C’est avec une grande simplicité que nous pénétrons dans ce nouveau film d’Asghar Farhadi, dont il a tant été question ces derniers jours. Sans doute parce que d’emblée le réalisateur introduit une grande proximité dans son propos autant que dans la façon dont il filme les personnages et leurs relations. Installant l’intrigue dans la banlieue parisienne, il brosse un tableau réaliste, qui ne s’enferme dans aucun cliché, d’un quotidien d’une famille qui se recompose.
Il parfait le décor en faisant le choix des conditions climatiques et d’une topographie des scènes simple : la pluie battante, le ciel d’orage qui pèse sur le petit pavillon en marge des voies de RER, le quai en hauteur que complètent une ou deux rues de Paris dans lesquels les commerces de Marie (Bérénice Béjo) et Samir (Tahar Rahim), son nouveau compagnon, se situent.

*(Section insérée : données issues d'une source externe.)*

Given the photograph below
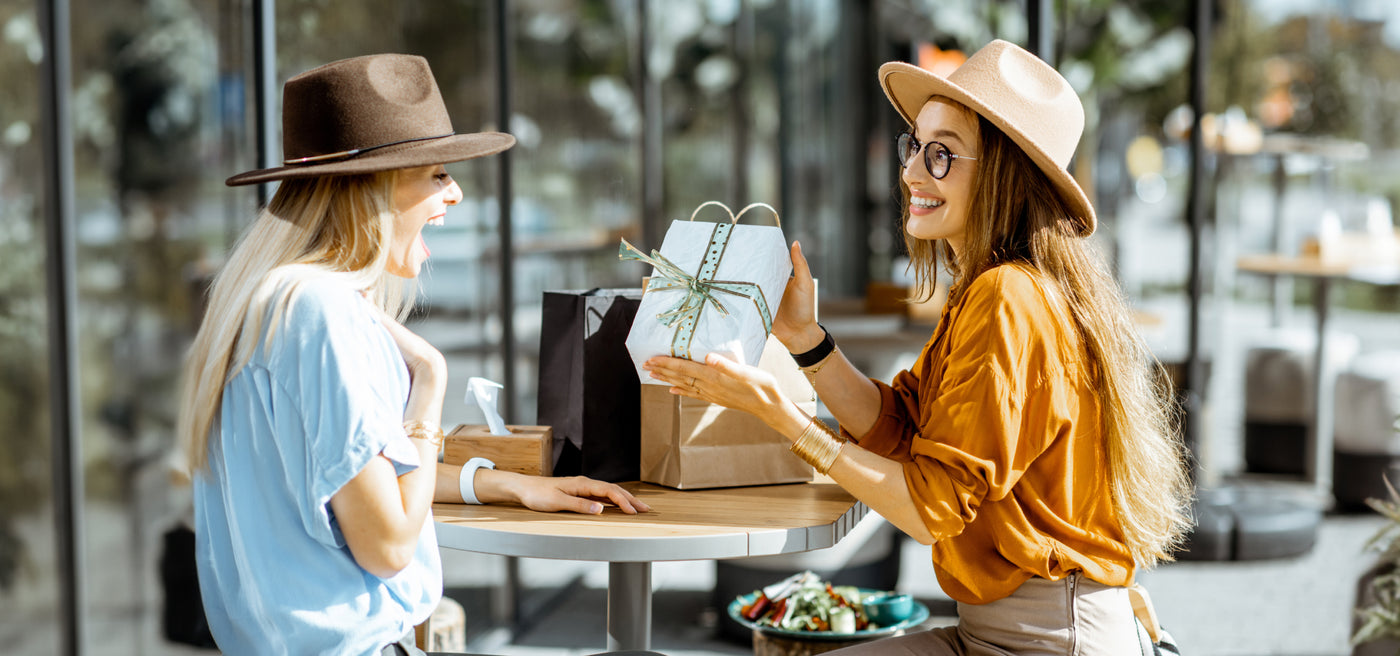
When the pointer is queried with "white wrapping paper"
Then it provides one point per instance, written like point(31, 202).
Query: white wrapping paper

Dans ces lieux, ce sont des personnages solaires qui vont éclairer l’histoire, chacun détenant une place précise dans cette « famille » qui tente de se reconstruire. C’est Ahmad (Ali Mosaffa), l’ex-mari de Marie qui va nous introduire en même temps que lui aux autres personnages. Le but de son voyage Téhéran-Paris, est la signature des papiers du divorce et sa présence au jugement qui doit avoir lieu le lendemain de son arrivée. Mais son court séjour révèle en réalité outre les rapports tendus et conflictuels entre les différents membres de la famille, une intrigue plus sombre dans laquelle il va essayer de démêler le vrai du faux.

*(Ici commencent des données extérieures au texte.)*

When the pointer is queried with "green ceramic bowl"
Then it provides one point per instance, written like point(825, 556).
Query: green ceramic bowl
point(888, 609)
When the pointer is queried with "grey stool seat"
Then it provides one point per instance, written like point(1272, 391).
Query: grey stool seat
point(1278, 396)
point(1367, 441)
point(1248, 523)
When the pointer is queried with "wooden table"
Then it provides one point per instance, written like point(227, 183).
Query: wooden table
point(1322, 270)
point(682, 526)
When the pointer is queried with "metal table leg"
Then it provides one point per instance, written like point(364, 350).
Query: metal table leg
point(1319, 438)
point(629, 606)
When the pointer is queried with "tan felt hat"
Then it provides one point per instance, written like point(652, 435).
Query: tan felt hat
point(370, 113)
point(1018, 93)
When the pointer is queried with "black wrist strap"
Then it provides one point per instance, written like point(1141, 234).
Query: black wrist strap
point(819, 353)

Au fil de la narration, les personnages évoluent dans leurs rôles, le nouveau mari présenté d’emblée comme le méchant, aux yeux de l’ainée de Marie et de l’ex-mari, change de masque. Peu à peu on comprend les humeurs de chacun, la détresse et l’incompréhension de Fouad, le petit garçon, de Samir qu’il traduit en crises de nerfs et en violence verbale. Chacun, avec son vécu et sa compréhension des choses, affronte la situation qui n’est pas aisée. Chacun éprouve les réactions des autres, essaie de composer avec l’animosité, les non-dits, la souffrance latente.

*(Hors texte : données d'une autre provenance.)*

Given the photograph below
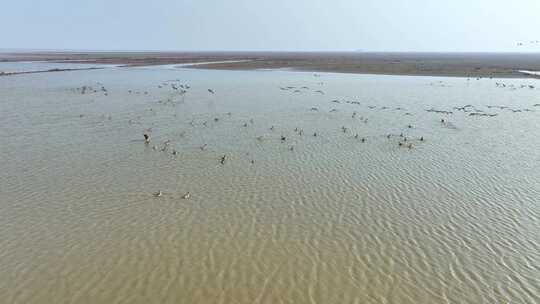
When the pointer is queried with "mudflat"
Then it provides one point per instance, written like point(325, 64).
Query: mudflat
point(499, 65)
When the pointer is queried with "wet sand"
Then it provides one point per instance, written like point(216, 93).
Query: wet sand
point(335, 219)
point(496, 65)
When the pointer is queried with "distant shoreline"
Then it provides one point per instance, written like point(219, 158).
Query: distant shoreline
point(473, 65)
point(48, 71)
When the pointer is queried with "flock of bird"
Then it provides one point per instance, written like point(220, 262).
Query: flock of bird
point(404, 140)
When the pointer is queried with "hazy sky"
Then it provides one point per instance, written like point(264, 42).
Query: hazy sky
point(296, 25)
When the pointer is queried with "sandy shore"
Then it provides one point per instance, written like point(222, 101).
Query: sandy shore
point(500, 65)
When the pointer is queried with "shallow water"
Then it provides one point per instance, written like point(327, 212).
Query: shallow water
point(454, 219)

En contrepoint d’une situation familiale difficile à vivre, il y a aussi les raisons secrètes de chacune des personnes, celles qui les poussent à agir de manière inexpliquée. Ainsi, l’histoire ne donnera pas les réponses à certains des choix des personnages ou la clé de leurs comportements : pourquoi Marie n’a-t-elle pas réservé d’hôtel pour son ex-mari ? Pourquoi le fait-elle dormir avec le fils de son futur mari ? Quelle est la raison profonde pour laquelle Lucie, l’aînée de Marie, a-t-elle autant de mal à voir sa mère en compagnie masculine ? Pourquoi le couple n’est-il pas synonyme de bonheur ? Est-ce que Samir aime encore son ex-femme ? Le film laisse la liberté au spectateur de répondre à ces questions.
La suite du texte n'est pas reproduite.